The Rhode Island spike may have to do with the fact that the state is dominated by one big metro area, Providence, with few rural areas to offset any impacts. Urban areas have been hit especially hard by the virus and the state’s population is more than 90 percent urban. Pennsylvania’s jump seems to be fueled by early tough measures in the state and an economy that may have already been slowing down before the pandemic.
On the other end, there are five states where less than 7 percent of the labor force has filed for unemployment since March 14: South Dakota, West Virginia, Florida, Utah and Connecticut.
The bottom two states — South Dakota and West Virginia — share a few traits. Both are home to rural, dispersed populations and both are above the national average for agricultural employment. Utah and Connecticut stand out for other reasons. Both are above the national average for college degrees and for the percentage of jobs in broad Census categories that include information, finance and administrative positions. The kinds of jobs that may be easier to perform remotely.
Florida, which still has relatively low unemployment claims, may be important to watch in the weeks ahead. The state relies heavily on tourism, and 12 percent of its jobs are in that broad Census category, but its government was slow to adopt distancing measures. The jobs picture is likely to change, however. Last Sunday, Walt Disney World in Orlando announced it would be furloughing 43,000 employees starting April 19.
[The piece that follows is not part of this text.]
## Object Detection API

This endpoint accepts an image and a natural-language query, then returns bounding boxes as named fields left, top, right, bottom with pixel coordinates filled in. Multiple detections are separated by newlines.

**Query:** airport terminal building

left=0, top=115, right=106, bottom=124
Beyond location, the varied economic effects of the pandemic can be seen in the results in the latest NBC News/Wall Street Journal poll.
People who describe themselves as upper class or well-to-do, who live in urban areas or who have a post-graduate education are less likely than others to say they have lost their jobs.
Only 7 percent of urbanites report losing employment, along with 5 percent of upper class, well-to-do people and 4 percent of those with post-grad schooling.
The numbers suggest that many of the same socioeconomic attributes that are protections during a more typical recession, particularly those involving wealth and education, are proving to be crucial parts of weathering the economic storm that has come with the pandemic, at least for now.
However, it’s significant that suburbanites (at 12 percent unemployed) are doing slightly worse than those in rural communities (11 percent), thus far anyway. It remains to be seen whether those numbers will hold as the coronavirus moves further into rural areas.
And those advantages for the wealthy and educated can be seen in another way. Those same people are more likely to have jobs that can be done from home.
Close to half of those who describe themselves as upper class or well-to-do, 44 percent, say they are now teleworking or working from home. Among middle-class respondents, 30 percent say they are teleworking or working from home. Among poor and working people, the figure drops to 21 percent.
And the differences are even greater by education. Among those with a post-graduate education, more than half (54 percent) are now teleworking/working from home. With college grads, the figure is 39 percent. For those without a degree, only 20 percent are working away from their offices.
In other words, the data suggest that some Americans simply started out in a better place in terms of being able to handle the economic uncertainty that has accompanied the coronavirus pandemic.
These are all important points to keep in mind as the COVID-19 story continues through 2020 and into the fall campaign season.
Americans from different places and living different kinds of lives are likely to see the pandemic through very different lenses. What feels like an economic headache for some may seem much more like a tumultuous and life-changing event for others.